* This post was written in 2011 before Mr. Roche founded Monetary Realism, a post-MMT school that was formed due to several disagreements Mr. Roche and many other former MMT proponents had with the school of thought. For more info on the difference in views please see here. For more on MR’s views please see here.
The MMR conversation on savings and investment has now raged to over 600 comments. It would be an understatement to say that the conversation has been illuminating. To me, one of the more interesting facets of this discussion is the fact that we have MMTers, horizontalists (like Ramanan), MMRists and previously undecideds (like the mysterious JKH) all agreeing! I think this speaks volumes about the merits of what MMR is building. Our flexible, fact based and apolitical approach is proving agreeable to many and I hope we’ll continue to embrace even those who might disagree with much of what we say.
But the most illuminating point that came from the discussions was the point on S = I + (S-I), where S = Savings, I = Investment. Now, for the layman, I will try to break this down as best I can so bear with me. What we learn from the sectoral balances approach is that the government’s deficit is the non-government’s surplus. If the government taxed all your assets at a rate of 100% then you’d have no dollar denominated assets. That’s simple enough. The sectoral balances is a powerful concept as it highlights the power of the government and helps explain why a sovereign currency issuer might run persistent budget deficits without running into a Greek problem (the USA for instance has pretty much always run deficits so the idea that deficits are inherently bad, is inherently wrong!). But when we break this equation down we have to be very precise about what it means because improper explanation will lead one to put the cart before the horse.
One of the other powerful concepts I’ve been discussing in recent weeks is the MMR Law:
“We generate improving living standards through the efficient use of resources resulting in the optimization of time”
When we understand that our living standards primarily improve through the increasing efficiency of resource utilization (think of the many innovations that make our lives easier and essentially give us the ability to live fuller lives) we can then begin to see how it is the production process that helps to optimize time. Time, as I have stated previously, is the universal form of wealth.
If we get back onto the S = I + (S-I) discussion then we can begin to connect the dots between everything here. If you just glance at the sectoral balances equation you might conclude that the government drives wealth creation or you might be inclined to overstate the government’s role in the wealth creation process because you believe the private sector cannot save unless the government spends. But this is a very delicate and crucial point. Steve Waldman of the excellent blog interfluidity explains his thinking on this subject better than I can:
“It is perfectly possible to hold the international balance constant, have the government reduce debt, and have “people” save more. “People’s” financial savings consists of claims on firms and claims on government. If I perform some work for a firm that (however infinitesimally) increases the firm’s real economic value, and I accept as payment a share of that firm’s stock, I have performed the economic act of saving, and increased the net saving of “people” — of the household sector. Net private sector financial assets have not increased: my “savings” is the firms’ obligation, the household sector’s surplus is offset by the business sector’s deficit. But much of what we call saving is exchanging real resources for claims on the private business sector. And as long as the private business sector doesn’t entirely squander those real resources, that act contributes to macroeconomic S. If the private business sector does squander the resources, then while I still perceive my contribution as “saving”, the value of macroeconomic S = I does not increase, and my claim amounts to a transfer from other shareholders of the firm.”

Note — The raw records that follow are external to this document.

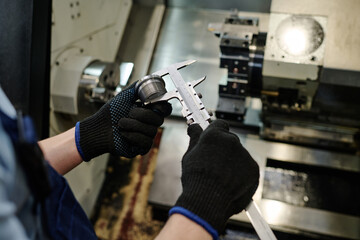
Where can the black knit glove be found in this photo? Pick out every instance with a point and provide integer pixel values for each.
(219, 177)
(120, 127)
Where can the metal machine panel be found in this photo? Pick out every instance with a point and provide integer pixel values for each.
(343, 36)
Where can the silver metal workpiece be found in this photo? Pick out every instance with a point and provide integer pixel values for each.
(194, 111)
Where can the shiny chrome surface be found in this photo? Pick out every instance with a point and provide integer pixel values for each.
(167, 186)
(190, 39)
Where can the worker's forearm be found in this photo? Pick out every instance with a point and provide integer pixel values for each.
(179, 227)
(61, 152)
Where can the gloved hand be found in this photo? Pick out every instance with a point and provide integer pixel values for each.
(120, 127)
(219, 177)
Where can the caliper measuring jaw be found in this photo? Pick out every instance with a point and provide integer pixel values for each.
(151, 89)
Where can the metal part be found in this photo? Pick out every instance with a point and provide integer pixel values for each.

You can think of this process as the private sector creating their own claims on wealth. Yes, they can’t create net new financial assets, but for real world money users that’s a secondary concern. The truth is, the state doesn’t have a coercive monopoly on money (the banks wield a HUGE amount of power) and the private sector can create its own financial assets (even though it can’t create net new financial assets). But the kicker here is that once you understand the implications of the MMR Law you can see that S (Savings) is not truly driven just by government spending. Rather, it is driven by I (Investment). The always brilliant JKH has elaborated on this point thoroughly in the aforementioned discussion and has even started calling himself an MMRist (he can have the seat at the head of the MMR table any day, maybe he’s already sitting there!?!). When you understand this, you can see that, as JKH says, “I is the backbone of S”. In this regard it is best to think of government as being an accomodating force in the wealth creation process.
Perhaps most importantly, through this understanding we can see that capitalism makes socialism acceptable. It is the production process that sits atop the hierarchy in our increasing trajectory of living standards. It is the glue that binds everything. It is the “backbone” not only of S, but I would argue, the entire monetary system. Without the capital formation process, the resulting production and the increase in living standards, we have nothing. In this regard, capitalism makes socialism acceptable. But there’s a balance between the two. I just think it’s important to remember where each sits in terms of its importance to the future of our society and the trajectory at which we want our living standards to increase.